Is it possible to constructively prove that every quaternion has a square root?

Reduction to LLPO (Lesser Limited Principle of Omniscience).

The statement LLPO is the following (from Wikipedia): For any sequence a₀, a₁, ... such that each a_i is either 0 or 1, and such that at most one a_i is nonzero, the following holds: either a_2i = 0 for all i, or a_2i+1 = 0 for all i, where a_2i and a_2i+1 are entries with even and odd index respectively.

This is considered a quintessentially non-constructive claim.

The claim that every quaternion has a square root implies LLPO.

Consider a sequence $(p_n)_{n \geq 1} \in \{0,1\}$, with the property that at most one element of the sequence is equal to $1$. Consider the following infinite quaternionic series $q = -1 + i\left(1 - \sum_{n=1}^\infty\frac{1 - p_{2n}}{2^n}\right) + j\left(1 - \sum_{n=1}^\infty\frac{1 - p_{2n+1}}{2^n}\right)$. The series clearly converges. Now we assume that we can get an $r$ such that $r^2 = q$. Consider the angle $\theta$ between $r$ and $i$ (considered as 4d vectors with the standard inner product), and likewise consider the angle $\phi$ between $r$ and $j$. Either $\theta > \arctan(1/2)$ or $\phi > \arctan(1/2)$, as these two open regions cover all the non-zero quaternions. If $\theta > \arctan(1/2)$ then we conclude that all $p_{2n}=0$. If $\phi > \arctan(1/2)$ then we conclude that all $p_{2n+1}=0$. This is exactly LLPO.

([edit] The discussion between me and Andrej refers to an earlier version of the argument, which was more confusing than this one)

The operation is not Type 2 computable. The argument is similar to how the set $\mathbb R$ is not computably equivalent to its decimal representation. This latter statement is called the tablemaker's dilemma. Constructivists and Type 2 computability theorists make use of a redundant "nega-binary" representation of real numbers instead.

Let $q=-1 + 0i + 0j + 0k$. Assume the T2TM (Type 2 Turing Machine) outputs a quaternion $r$. This $r$ is a vector. Now observe that the machine must have read only finitely many digits of the nega-binary representation of $q$. Displace $q$ by some vector $v$ which is not parallel to $r$, where the vector $v$ has magnitude smaller than $2^{-n}$, where $n$ is the number of nega-binary digits the machine has read. The machine must give the same output because the prefix of the new input is the same, but this output is wrong.

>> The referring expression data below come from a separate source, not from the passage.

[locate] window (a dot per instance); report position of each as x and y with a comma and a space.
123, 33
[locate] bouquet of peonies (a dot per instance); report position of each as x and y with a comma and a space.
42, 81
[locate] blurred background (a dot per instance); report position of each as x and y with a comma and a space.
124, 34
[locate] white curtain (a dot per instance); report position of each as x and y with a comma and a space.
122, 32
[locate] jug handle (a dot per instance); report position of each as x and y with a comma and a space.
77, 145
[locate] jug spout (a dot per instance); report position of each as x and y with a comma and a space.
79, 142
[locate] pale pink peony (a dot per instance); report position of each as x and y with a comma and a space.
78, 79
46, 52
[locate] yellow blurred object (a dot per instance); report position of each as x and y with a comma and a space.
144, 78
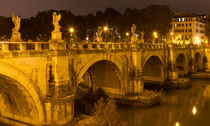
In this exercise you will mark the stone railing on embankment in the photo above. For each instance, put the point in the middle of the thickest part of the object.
(114, 46)
(43, 46)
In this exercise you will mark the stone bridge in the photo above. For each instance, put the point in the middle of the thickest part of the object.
(39, 79)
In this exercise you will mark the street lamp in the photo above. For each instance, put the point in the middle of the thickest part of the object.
(105, 28)
(155, 34)
(105, 34)
(71, 30)
(127, 34)
(194, 110)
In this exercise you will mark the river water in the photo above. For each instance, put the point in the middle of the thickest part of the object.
(180, 107)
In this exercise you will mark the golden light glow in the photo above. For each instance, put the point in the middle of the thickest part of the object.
(71, 30)
(194, 110)
(177, 124)
(127, 34)
(155, 34)
(197, 40)
(105, 28)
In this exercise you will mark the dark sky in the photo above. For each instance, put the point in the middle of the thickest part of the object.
(28, 8)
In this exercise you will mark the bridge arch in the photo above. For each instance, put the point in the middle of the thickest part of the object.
(22, 91)
(95, 59)
(102, 69)
(153, 70)
(181, 63)
(198, 62)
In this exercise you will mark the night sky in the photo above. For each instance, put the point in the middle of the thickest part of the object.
(28, 8)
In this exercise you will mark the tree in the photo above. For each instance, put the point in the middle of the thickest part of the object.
(105, 113)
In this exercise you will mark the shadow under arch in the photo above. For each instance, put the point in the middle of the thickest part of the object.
(23, 87)
(101, 77)
(103, 74)
(94, 59)
(181, 64)
(153, 70)
(198, 62)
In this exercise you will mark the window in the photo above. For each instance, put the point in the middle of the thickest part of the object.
(186, 37)
(182, 19)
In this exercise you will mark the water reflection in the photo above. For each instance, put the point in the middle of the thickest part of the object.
(194, 110)
(177, 108)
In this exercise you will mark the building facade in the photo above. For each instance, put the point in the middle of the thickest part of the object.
(189, 29)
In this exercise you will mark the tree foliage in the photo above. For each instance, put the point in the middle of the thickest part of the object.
(39, 28)
(105, 113)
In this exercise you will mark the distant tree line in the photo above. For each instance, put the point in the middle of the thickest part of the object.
(38, 28)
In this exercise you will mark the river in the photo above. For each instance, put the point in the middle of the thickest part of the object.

To demonstrate that two quaternions very close to $-1$ may have very different square roots: Consider $-1 + \epsilon i$: Its square roots are $\pm (i + \frac{\epsilon}2)+ o(\epsilon)$. Now consider $-1 + \delta j$: Its square roots are $\pm (j + \frac{\delta}2)+ o(\delta)$. Now the distance between each of each of these sets is at least $\sqrt{2}$, which is much greater than zero. If after reading $n$ digits of $q = -1.0 + 0i + 0j + 0k$, the machine decides to output the first digits of $0 + 1i + 0j + 0k$, then one can play a trick on it by changing $q$ to $q' = -1 + 0i + 10^{-2n}j + 0k$. Those first digits of the output will then be completely wrong.

This T2TM argument is probably a valid Type 1 argument. In which case, it provides a convincing proof that quaternion square-root is uncomputable, and therefore can not be proved constructively.

It would be nice to see a "purer" proof that reduces to LPO or some other such principle, but I can't think of one. [edit] See below.